Process the dotted line as a solid line with camelot (Hough transform)

Introduction

camelot is not good at dotted lines and often fails, so when I looked it up, I found the following reference article

Since camelot is extracted with opencv, it seems that you can rewrite the dotted line, so I extracted the dotted line with Hough transform and overwrote it with the solid line and it worked.

reference

Using Python makes it easy to parse PDFs containing text ... I had a time when I was thinking that way

[Process the dotted line as a solid line with camelot](https://needtec.sakura.ne.jp/wod07672/2020/05/03/camelot%e3%81%a7%e7%82%b9%e7%b7%9a % e3% 82% 92% e5% ae% 9f% e7% b7% 9a% e3% 81% a8% e3% 81% 97% e3% 81% a6% e5% 87% a6% e7% 90% 86% e3 % 81% 99% e3% 82% 8b /)

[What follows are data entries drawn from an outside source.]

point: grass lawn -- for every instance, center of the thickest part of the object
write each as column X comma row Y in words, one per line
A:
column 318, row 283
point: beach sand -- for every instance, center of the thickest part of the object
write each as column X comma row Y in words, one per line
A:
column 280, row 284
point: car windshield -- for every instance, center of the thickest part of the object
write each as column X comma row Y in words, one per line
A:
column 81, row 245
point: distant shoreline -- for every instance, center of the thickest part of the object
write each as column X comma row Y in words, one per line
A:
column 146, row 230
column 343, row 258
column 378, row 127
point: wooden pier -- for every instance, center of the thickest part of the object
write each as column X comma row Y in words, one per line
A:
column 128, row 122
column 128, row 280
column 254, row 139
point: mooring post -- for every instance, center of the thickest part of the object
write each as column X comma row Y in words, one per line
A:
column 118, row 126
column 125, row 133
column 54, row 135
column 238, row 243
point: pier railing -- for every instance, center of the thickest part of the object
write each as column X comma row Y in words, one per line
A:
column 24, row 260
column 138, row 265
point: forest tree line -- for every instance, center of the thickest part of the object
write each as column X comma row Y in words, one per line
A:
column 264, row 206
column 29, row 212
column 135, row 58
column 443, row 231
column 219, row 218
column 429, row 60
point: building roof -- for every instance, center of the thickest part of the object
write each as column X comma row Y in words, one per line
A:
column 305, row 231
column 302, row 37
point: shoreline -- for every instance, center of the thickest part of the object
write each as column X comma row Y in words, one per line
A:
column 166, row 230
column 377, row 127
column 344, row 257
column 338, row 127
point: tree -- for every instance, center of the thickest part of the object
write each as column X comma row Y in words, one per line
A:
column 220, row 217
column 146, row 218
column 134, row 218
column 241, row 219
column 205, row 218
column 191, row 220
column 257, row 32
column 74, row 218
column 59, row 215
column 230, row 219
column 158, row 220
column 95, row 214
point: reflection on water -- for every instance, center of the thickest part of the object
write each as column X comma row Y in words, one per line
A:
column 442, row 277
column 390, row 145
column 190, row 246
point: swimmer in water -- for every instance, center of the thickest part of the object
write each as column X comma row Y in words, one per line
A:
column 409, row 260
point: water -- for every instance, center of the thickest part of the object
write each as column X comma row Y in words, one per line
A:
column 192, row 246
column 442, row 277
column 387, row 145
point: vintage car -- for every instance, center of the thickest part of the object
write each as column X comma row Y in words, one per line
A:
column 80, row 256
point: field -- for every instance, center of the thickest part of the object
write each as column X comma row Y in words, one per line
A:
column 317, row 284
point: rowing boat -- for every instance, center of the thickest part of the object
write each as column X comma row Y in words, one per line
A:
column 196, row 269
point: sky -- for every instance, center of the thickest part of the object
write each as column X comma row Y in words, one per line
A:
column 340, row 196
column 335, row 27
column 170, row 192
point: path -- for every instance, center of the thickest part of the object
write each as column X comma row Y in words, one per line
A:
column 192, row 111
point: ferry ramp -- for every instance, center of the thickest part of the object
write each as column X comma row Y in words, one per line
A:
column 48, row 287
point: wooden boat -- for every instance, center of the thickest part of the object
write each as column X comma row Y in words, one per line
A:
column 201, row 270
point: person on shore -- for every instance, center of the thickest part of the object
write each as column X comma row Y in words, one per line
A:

I will use the dotted PDF next to this article

https://github.com/mima3/yakusyopdf/blob/master/20200502/%E5%85%B5%E5%BA%AB%E7%9C%8C.pdf

Hough transform

Linear detection by Hough transform of OpenCV

data1.png

Straight line extraction with Hough transform

houghline.png

PDF of list of member stores of Go To Eat in Chiba

data1(1).png

Extract only horizontal straight lines by Hough transform

houghline(1).png

program

import cv2
import numpy as np

import camelot

#Patch creation

def my_threshold(imagename, process_background=False, blocksize=15, c=-2):

    img = cv2.imread(imagename)
    gray = cv2.cvtColor(img, cv2.COLOR_BGR2GRAY)

    edges = cv2.Canny(gray, 50, 150, apertureSize=3)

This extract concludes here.